Open Vector was involved in developing Mexico’s fintech law last year – and is now working on the second phase, which could become a role model across Latin America (and elsewhere). At the same time they are evangelists for open banking, helping governments, banks and fintechs in different countries understand the benefits of common data standards based on the UK’s proven standard. Open Vector’s vision is creating open data across the Americas for new products and services.

For Yapily, it’s APIs, APIs, APIs. Yapily is created by developers, for developers. The prime objective is to automate PSD2 API access for service providers, and reduce all the associated friction for TPPs and banks - for example, with its API monitoring tool.  They are keen to get maximum feedback from the ecosystem across Europe before demand for open banking services really kicks off. A primary focus is to be truly built to scale.


What is the one thing you want to get from the open banking community in 2019?

For Carlos, collaboration. Two years ago, small FinTechs couldn’t interact with big financial institutions, which always looked to big tech providers and were unwilling to take risks. Large and small collaborations.

For Lindsay, optimism.
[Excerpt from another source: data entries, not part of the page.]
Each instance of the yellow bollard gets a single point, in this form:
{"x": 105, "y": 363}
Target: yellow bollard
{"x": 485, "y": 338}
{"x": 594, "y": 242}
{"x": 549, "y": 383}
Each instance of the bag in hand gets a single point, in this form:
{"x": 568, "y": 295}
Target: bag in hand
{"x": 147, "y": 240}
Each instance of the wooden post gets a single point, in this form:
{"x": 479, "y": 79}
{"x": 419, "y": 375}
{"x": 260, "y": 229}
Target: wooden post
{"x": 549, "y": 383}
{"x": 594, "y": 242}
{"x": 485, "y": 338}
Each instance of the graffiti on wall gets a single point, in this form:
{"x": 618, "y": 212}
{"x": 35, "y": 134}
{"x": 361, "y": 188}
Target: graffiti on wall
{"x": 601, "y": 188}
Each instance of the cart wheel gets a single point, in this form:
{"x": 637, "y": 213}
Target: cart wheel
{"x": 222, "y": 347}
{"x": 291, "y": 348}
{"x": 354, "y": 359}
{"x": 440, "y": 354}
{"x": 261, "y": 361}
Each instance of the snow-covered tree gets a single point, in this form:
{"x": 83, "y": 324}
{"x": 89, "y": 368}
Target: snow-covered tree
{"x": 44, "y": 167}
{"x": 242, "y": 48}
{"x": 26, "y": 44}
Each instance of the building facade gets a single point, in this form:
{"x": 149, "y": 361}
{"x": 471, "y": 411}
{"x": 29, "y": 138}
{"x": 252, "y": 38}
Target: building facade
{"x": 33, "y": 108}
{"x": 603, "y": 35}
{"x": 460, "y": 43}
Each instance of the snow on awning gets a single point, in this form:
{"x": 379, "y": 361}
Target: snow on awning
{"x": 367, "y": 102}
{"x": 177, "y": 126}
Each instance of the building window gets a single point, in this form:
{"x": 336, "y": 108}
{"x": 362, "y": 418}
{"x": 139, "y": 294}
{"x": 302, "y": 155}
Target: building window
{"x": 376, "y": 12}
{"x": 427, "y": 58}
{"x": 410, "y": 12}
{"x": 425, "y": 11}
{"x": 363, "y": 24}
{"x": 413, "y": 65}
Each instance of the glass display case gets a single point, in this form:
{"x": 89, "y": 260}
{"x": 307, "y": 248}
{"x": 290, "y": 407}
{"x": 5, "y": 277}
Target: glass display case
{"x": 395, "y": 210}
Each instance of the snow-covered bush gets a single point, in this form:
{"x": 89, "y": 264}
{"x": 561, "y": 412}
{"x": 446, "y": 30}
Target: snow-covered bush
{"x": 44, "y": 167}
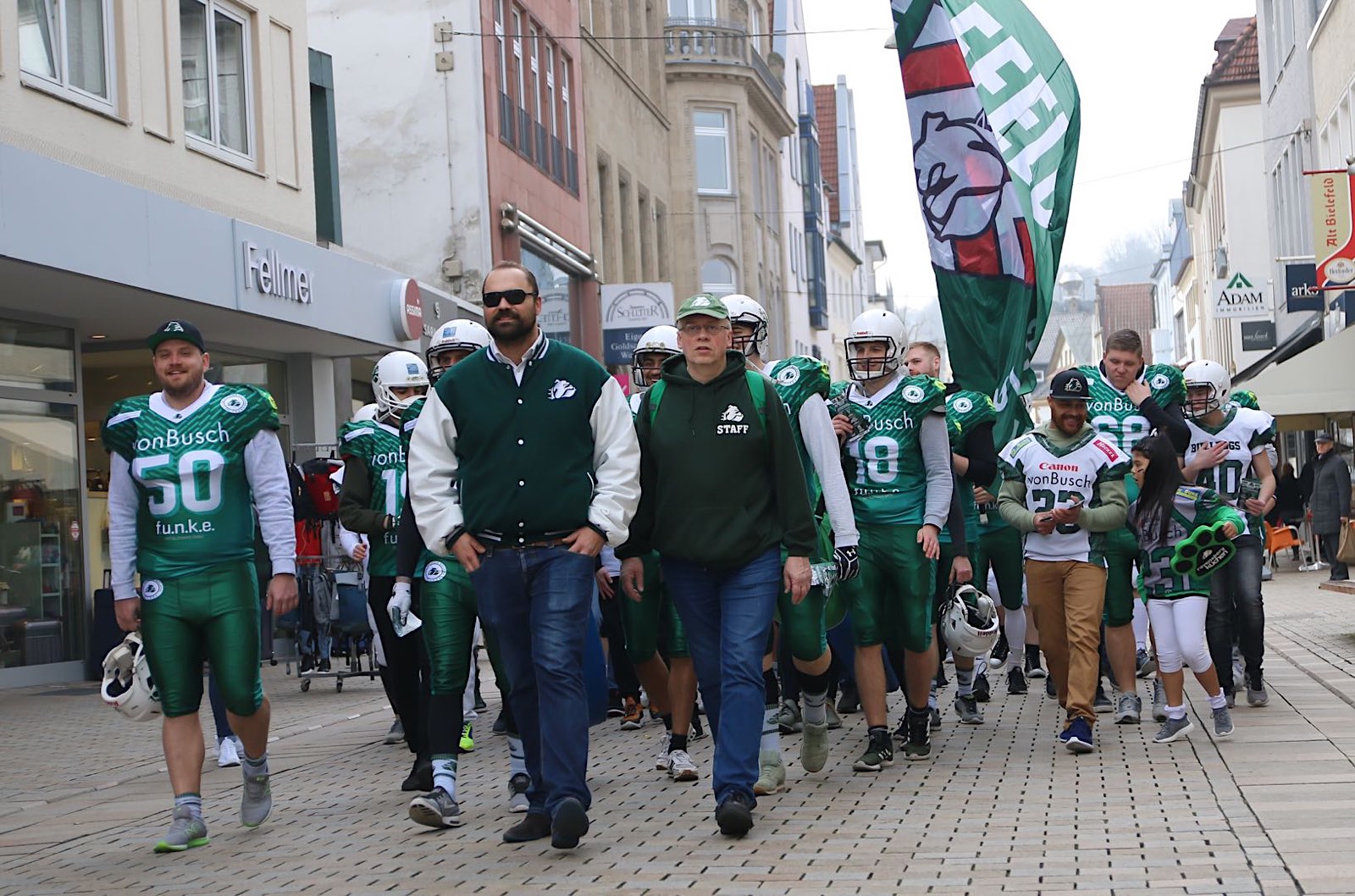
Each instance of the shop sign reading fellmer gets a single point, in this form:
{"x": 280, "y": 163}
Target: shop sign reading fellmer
{"x": 628, "y": 311}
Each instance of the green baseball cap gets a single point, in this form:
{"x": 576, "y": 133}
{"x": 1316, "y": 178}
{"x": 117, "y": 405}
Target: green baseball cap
{"x": 704, "y": 304}
{"x": 176, "y": 329}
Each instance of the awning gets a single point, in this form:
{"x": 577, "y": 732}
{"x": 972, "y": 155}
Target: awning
{"x": 1308, "y": 335}
{"x": 1314, "y": 383}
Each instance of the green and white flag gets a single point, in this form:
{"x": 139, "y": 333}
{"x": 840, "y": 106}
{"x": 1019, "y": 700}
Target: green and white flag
{"x": 995, "y": 119}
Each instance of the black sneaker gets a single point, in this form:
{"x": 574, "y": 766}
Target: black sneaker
{"x": 998, "y": 656}
{"x": 982, "y": 690}
{"x": 919, "y": 735}
{"x": 735, "y": 815}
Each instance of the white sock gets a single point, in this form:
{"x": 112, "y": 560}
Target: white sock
{"x": 1015, "y": 628}
{"x": 445, "y": 774}
{"x": 1140, "y": 625}
{"x": 517, "y": 755}
{"x": 772, "y": 731}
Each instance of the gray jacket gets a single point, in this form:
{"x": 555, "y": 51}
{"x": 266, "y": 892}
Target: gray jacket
{"x": 1331, "y": 492}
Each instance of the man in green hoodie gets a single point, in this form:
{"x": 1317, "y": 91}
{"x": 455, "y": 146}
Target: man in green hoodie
{"x": 722, "y": 492}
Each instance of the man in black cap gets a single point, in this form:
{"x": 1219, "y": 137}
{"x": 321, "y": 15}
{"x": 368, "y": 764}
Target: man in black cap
{"x": 1331, "y": 502}
{"x": 1064, "y": 485}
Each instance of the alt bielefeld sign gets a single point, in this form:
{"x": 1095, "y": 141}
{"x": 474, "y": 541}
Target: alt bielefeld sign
{"x": 1240, "y": 297}
{"x": 1334, "y": 228}
{"x": 628, "y": 311}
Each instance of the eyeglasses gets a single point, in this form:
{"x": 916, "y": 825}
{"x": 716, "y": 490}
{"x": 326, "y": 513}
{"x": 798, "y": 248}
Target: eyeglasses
{"x": 711, "y": 329}
{"x": 512, "y": 296}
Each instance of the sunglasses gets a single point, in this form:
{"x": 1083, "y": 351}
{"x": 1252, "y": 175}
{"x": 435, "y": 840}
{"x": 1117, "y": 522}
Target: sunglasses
{"x": 512, "y": 296}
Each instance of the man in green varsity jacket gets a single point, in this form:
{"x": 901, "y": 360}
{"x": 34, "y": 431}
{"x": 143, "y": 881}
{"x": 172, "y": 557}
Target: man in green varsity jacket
{"x": 523, "y": 464}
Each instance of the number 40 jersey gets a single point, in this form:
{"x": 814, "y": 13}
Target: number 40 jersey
{"x": 1056, "y": 478}
{"x": 194, "y": 506}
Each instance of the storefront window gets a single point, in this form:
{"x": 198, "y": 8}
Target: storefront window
{"x": 556, "y": 296}
{"x": 37, "y": 357}
{"x": 41, "y": 550}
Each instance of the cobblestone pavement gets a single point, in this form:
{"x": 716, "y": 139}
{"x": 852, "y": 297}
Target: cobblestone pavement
{"x": 998, "y": 810}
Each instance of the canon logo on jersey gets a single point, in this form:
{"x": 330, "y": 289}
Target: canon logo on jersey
{"x": 174, "y": 440}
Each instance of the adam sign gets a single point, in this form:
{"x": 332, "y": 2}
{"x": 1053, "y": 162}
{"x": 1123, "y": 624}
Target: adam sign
{"x": 628, "y": 311}
{"x": 1239, "y": 297}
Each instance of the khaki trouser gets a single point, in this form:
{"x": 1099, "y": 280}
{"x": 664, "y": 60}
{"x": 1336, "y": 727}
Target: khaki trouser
{"x": 1068, "y": 597}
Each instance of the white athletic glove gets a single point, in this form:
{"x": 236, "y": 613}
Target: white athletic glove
{"x": 399, "y": 605}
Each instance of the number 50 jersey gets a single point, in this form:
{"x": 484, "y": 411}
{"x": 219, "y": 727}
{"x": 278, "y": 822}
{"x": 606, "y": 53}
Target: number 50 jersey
{"x": 194, "y": 506}
{"x": 1054, "y": 478}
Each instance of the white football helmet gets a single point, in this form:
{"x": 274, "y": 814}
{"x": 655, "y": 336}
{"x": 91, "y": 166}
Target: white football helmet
{"x": 876, "y": 324}
{"x": 128, "y": 685}
{"x": 1206, "y": 373}
{"x": 744, "y": 309}
{"x": 969, "y": 621}
{"x": 461, "y": 334}
{"x": 395, "y": 370}
{"x": 656, "y": 340}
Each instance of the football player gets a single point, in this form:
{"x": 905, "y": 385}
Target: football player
{"x": 190, "y": 467}
{"x": 901, "y": 494}
{"x": 803, "y": 384}
{"x": 1226, "y": 455}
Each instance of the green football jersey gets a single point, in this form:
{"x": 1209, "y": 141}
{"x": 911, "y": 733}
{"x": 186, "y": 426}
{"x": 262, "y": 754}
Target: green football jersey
{"x": 966, "y": 410}
{"x": 889, "y": 478}
{"x": 1192, "y": 509}
{"x": 194, "y": 505}
{"x": 383, "y": 451}
{"x": 1114, "y": 417}
{"x": 796, "y": 379}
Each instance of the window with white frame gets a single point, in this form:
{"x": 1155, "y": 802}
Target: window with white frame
{"x": 711, "y": 130}
{"x": 68, "y": 45}
{"x": 217, "y": 98}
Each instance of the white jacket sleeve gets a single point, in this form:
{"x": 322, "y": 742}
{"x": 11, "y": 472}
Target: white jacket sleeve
{"x": 616, "y": 465}
{"x": 268, "y": 473}
{"x": 122, "y": 528}
{"x": 816, "y": 427}
{"x": 433, "y": 475}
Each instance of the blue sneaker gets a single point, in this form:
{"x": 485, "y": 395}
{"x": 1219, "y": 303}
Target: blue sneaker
{"x": 1077, "y": 736}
UK FinTech in the UK is world-leading, the business climate is great and organisations like OBIE and Open Banking Excellence are making things happen.

For David, engagement. Mastercard wants to be having open conversations around the country, particularly in terms of developing underlying rules for solving disputes and problems – so that we can come up with collective solutions that work for everyone across the open banking ecosystem.